I have a list of lists of two elements with type pd.Timestamp
, e.g.:
intervals = [
[pd.Timestamp('2023-01-01 02:00:00'), pd.Timestamp('2023-01-01 03:00:00')],
[pd.Timestamp('2023-01-01 05:00:00'), pd.Timestamp('2023-01-01 07:00:00')],
[pd.Timestamp('2023-01-01 07:30:00'), pd.Timestamp('2023-01-01 08:00:00')],
]
I also have a sample dataframe, e.g.:
data = {'value': [1, 2, 3, 4]}
index = [
pd.Timestamp('2023-01-01 01:00:00'),
pd.Timestamp('2023-01-01 02:00:00'),
pd.Timestamp('2023-01-01 03:00:00'),
pd.Timestamp('2023-01-01 04:00:00'),
]
df = pd.DataFrame(data, index=index)
Now, how can I check if the index of the dataframe is inside all the datetime intervals? In other words, for every element of the index of the dataframe (a row) check if that row is contained in the first interval, or in the second interval, or in the third intervals, and so on by doing something like:
for start, end in intervals:
df.index >= start & df.index >= end
My idea was to:
masks = [
[False, True, True, False],
[False, False, False, False],
[False, False, False, False],
]
mask = [False, True, True, False]
I wish to do 1 and 2 in a vectorized manner, so I would like to use numpy or pandas when possible. I am managing the data structure in Python with lists though at the moment. Which is the fastest way and which is the most elegant one also?

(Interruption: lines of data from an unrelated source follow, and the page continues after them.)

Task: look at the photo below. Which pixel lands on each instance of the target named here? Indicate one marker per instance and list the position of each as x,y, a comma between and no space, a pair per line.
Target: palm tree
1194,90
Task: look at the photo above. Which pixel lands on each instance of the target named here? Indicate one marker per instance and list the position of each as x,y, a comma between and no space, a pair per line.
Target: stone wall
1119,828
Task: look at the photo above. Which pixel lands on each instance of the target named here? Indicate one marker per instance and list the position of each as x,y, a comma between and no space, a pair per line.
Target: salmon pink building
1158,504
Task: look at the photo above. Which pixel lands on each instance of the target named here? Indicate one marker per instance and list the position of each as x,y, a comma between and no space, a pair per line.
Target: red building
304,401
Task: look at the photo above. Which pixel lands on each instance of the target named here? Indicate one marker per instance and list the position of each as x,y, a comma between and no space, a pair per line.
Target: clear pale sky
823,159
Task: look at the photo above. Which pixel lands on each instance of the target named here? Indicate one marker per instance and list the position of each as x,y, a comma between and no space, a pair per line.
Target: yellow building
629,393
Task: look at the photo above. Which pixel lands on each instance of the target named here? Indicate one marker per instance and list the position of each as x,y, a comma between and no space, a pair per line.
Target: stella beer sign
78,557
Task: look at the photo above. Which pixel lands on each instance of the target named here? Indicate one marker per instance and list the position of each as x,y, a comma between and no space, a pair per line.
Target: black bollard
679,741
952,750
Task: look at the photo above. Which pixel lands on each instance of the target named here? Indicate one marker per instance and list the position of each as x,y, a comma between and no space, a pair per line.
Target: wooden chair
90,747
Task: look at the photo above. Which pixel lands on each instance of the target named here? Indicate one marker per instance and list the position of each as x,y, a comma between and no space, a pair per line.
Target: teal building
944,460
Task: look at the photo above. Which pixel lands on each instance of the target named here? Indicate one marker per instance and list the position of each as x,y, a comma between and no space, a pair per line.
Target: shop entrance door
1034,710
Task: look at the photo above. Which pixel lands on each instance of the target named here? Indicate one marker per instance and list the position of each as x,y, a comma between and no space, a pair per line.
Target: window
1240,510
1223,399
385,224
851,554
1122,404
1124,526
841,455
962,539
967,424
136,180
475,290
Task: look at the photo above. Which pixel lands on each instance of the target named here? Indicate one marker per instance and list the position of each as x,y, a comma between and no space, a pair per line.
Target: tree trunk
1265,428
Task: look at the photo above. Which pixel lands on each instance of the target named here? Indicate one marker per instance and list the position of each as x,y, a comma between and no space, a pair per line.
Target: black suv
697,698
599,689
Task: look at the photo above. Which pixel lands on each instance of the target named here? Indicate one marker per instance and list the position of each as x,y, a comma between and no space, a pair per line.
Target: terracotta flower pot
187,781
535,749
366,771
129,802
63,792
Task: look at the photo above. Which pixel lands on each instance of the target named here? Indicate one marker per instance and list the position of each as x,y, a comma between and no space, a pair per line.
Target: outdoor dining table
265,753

You can use an IntervalIndex
with get_indexer_for
to identify the existing matches, then all
to aggregate:
idx = pd.IntervalIndex.from_tuples(list(map(tuple, intervals)), closed='both')
# or
# idx = pd.IntervalIndex.from_arrays(*zip(*intervals), closed='both')
out = (idx.get_indexer_for(df.index) != -1).all()
Output: False
How it works:
idx.get_indexer_for(df.index)
# array([-1, 0, 0, -1])
# check if values are found
idx.get_indexer_for(df.index) != -1
# array([False, True, True, False])
# are all values found?
(idx.get_indexer_for(df.index) != -1).all()
# False
which = idx.get_indexer_for(df.index) != -1
Output: array([False, True, True, False])
If you need to compare all combinations, use numpy:
i = df.index.to_numpy()[:,None]
idx = pd.IntervalIndex.from_arrays(*zip(*intervals), closed='both')
out = (i >= idx.left) & (i <= idx.right)
Output:
array([[False, False, False, False],
[ True, False, False, False],
[ True, False, False, False],
[False, False, False, False]])